Friday, April 2, 2010
Godzilla Resurrected - a note from Paul
Decay and corruption can only hold power over something that is dying. That is an amazing thought to me. My entire Christian life was rocked when I heard the admonition “do not try to change the old man, he’s dead, put him off.” Yet daily my spiritual eyes grow heavy and I slip back into a comfortable dream world like being lulled to sleep by a lullaby. A place where visions of getting it all together and organized fill me with false hope and the bravado which endangers myself and others.
Or worse maybe. My head dances with the nightmare of a zombie, an animated corpse, whose desperate attempts to conduct itself as one of the living fills itself only with frustrated anger. Perhaps that is why those movies are violent, the acting out of a hidden self-loathing. Perhaps that is why we find so often in Christian circles an atmosphere of cultured and highly refined abuse. Where the individual’s worth is rejected, ever so delicately, and the group’s purity is embraced instead.
The desire for a Savior who only “instructs“ is a poison that goes down like a chocolate Easter bunny. Ears tickle with the oath “I will save the rest” but soon the whole thing sits in your belly, churning away. One more book, one more bit of new knowledge, some choice bit of info, calls out as if it could reanimate a stone heart. “Learning “ dances before our eyes enticing us with the lie that it has the breath of life to offer, but it will only leave us panting in exhaustion after the waltz.
When God enlightens the heart it is never with words void of power. The master over his creation, he gives life not with ideas or ideologies, but with words carried on the wind of his breath. That is why he said “The Spirit gives life; the flesh counts for nothing. ... Human effort accomplishes nothing. And the very words I have spoken to you are spirit and life. ...” The true power in scripture is found in accepting the speaker, not just the spoken.
All this thought from the memory of a film clip that resurfaces from time to time in my mind. This short scene has traveled with me like a hidden message unopened until this year. A flash of a recollection that the adult in me, busy with bills and family, has time and again brushed aside. But now the seal of it was broken by some gentle breeze passing over it, or maybe by the few moments of acceptance I gave it. It wasn’t written or shot with the intention of communicating things eternal. Dear God, not at all. This is something from the world of a child, something a boy once thrilled over. Godzilla.
Not the Original black and white masterpiece with its slow and deliberate shots of the Japanese suffering from radiation sickness. Ho No, nothing so grand. It’s from the class of movies with men in rubber monster suits tramping about on a set of miniatures, dueling out. Movies complete with toy tanks and jet planes on wires and poor dubbing. They are the purely ridiculous Saturday morning creature double feature ones.

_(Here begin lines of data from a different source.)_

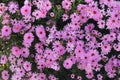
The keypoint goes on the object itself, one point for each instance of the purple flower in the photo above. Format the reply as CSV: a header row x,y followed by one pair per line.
x,y
27,66
25,10
28,37
16,51
40,32
5,75
3,59
6,31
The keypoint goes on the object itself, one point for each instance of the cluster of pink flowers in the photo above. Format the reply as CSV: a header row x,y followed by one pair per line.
x,y
84,43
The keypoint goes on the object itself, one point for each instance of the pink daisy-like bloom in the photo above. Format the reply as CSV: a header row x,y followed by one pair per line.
x,y
27,66
25,10
66,4
25,52
5,75
28,37
52,14
20,72
39,47
43,13
12,7
68,64
64,17
16,28
3,59
6,31
16,51
20,61
42,76
26,44
6,19
48,5
36,14
40,32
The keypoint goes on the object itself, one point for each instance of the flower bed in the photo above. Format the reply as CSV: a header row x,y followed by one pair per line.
x,y
59,40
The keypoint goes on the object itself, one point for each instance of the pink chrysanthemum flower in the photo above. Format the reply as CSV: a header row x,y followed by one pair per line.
x,y
16,51
40,32
6,31
26,10
5,75
28,37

Godzilla is defeated. Two monsters completely trounce him into submission, and bury him alive beneath tons of dirt. One of the hideous beasts actually dances on his grave tamping down the earth till there is only one conclusion, Godzilla is dead. The hero of Japan is gone leaving Destruction free to roam and destroy. Time passes in the film, and with it, all hope in a childish mind … But then the earth begins to stir as if some invisible hand was reaching down to dig. A young heart skips a beat. The evil victors in their rampage pause as a grave explodes; and claws raised, Godzilla roars his challenge. His eyes levy with his foes, sand pours off his face. You know he is undefeatable now – for hell only has power over that which is dead, never over something resurrected.
I think of this clip that popped in my mind from time to time and wonder. Did an almighty God, a being of incalculable power, sit down with a young sparrow of a boy and fellowship with him watching a meaningless movie? Did he highlight an image of baptism, of redemption, and give the boy his first glimpse of the Gospel? Could it be even remotely true that God is that involved in our lives to leave a message that he has always been there?
Or is it just as the adult, intellectual, reasonable man would say, “The middle aged mind romanticizes the past” or “this is a common and misleading phenomenon produced in the psychology of a developing mind resurfacing through the trigger of stress in the adult life.”
Well …to hell with all that reasonable babble. I am tired of being lulled to sleep by a lullaby of rationality. I am tired of managing dead flesh with dead words. I want to become like a little child with my Father. I want to believe.